Aqueduct is currently holding its 44-day winter meet that runs through March 26. Baffert doesn’t typically run horses this time of year in New York; he targets the biggest stakes races at Belmont in the spring and Saratoga in the summer.

Baffert remains under a two-year ban by Churchill Downs Inc., which sidelined him after Kentucky Derby winner Medina Spirit tested positive for a substance that is not allowed on race day. The penalty expires shortly after the Kentucky Derby in May. However, Baffert is fighting the suspension in federal court.

The Southern California-based trainer has a big weekend coming up around the country, although not in New York.

He has horses running at three tracks on Saturday.

Defunded is entered in the $3 million Pegasus World Cup at Gulfstream in Florida, where Baffert assistant Jimmy Barnes will be on hand.

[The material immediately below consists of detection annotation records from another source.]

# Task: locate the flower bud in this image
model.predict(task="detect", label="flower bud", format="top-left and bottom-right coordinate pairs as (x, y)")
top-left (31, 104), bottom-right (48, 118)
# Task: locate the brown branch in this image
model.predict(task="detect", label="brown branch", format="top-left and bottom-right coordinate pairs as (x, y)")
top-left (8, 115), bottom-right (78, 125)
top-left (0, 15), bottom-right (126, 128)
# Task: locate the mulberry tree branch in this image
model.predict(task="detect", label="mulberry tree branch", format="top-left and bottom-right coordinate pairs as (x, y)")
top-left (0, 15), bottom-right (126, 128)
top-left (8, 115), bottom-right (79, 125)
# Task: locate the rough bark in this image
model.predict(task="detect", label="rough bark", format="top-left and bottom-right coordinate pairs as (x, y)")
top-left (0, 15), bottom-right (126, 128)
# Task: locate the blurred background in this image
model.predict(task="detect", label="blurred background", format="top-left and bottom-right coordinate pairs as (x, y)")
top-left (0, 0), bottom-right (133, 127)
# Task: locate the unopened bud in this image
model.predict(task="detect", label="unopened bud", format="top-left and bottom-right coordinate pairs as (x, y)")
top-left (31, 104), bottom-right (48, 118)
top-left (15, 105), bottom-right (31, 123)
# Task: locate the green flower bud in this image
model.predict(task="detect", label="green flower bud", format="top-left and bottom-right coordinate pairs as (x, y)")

Arabian Knight goes into the $750,000 Southwest Stakes as the early favorite at Oaklawn in Arkansas. Baffert has won the Kentucky Derby prep race a record-tying five times and will travel to Hot Springs to watch the 3-year-old colt.

“It’s going to be a good test for him. The only way to find out is to run him long,” he said. “It’s going to take a superior horse to do that and I’m hoping that he is.”

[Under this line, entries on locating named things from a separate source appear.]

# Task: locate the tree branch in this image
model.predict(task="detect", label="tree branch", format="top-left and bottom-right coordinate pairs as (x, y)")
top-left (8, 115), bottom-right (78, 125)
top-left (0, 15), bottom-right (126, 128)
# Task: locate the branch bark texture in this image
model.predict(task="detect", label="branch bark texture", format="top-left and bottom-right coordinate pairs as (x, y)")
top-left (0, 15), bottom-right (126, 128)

The Southwest offers Kentucky Derby qualifying points to the top five finishers. Arabian Knight won’t receive any points regardless of his placing because of Baffert’s Derby ban.

Hopper will run in the $200,000 San Pasqual Stakes on Saturday at Santa Anita.

On Sunday at the same track, Baffert has entered four of the five horses set to run in the $200,000 San Vicente Stakes for 3-year-olds.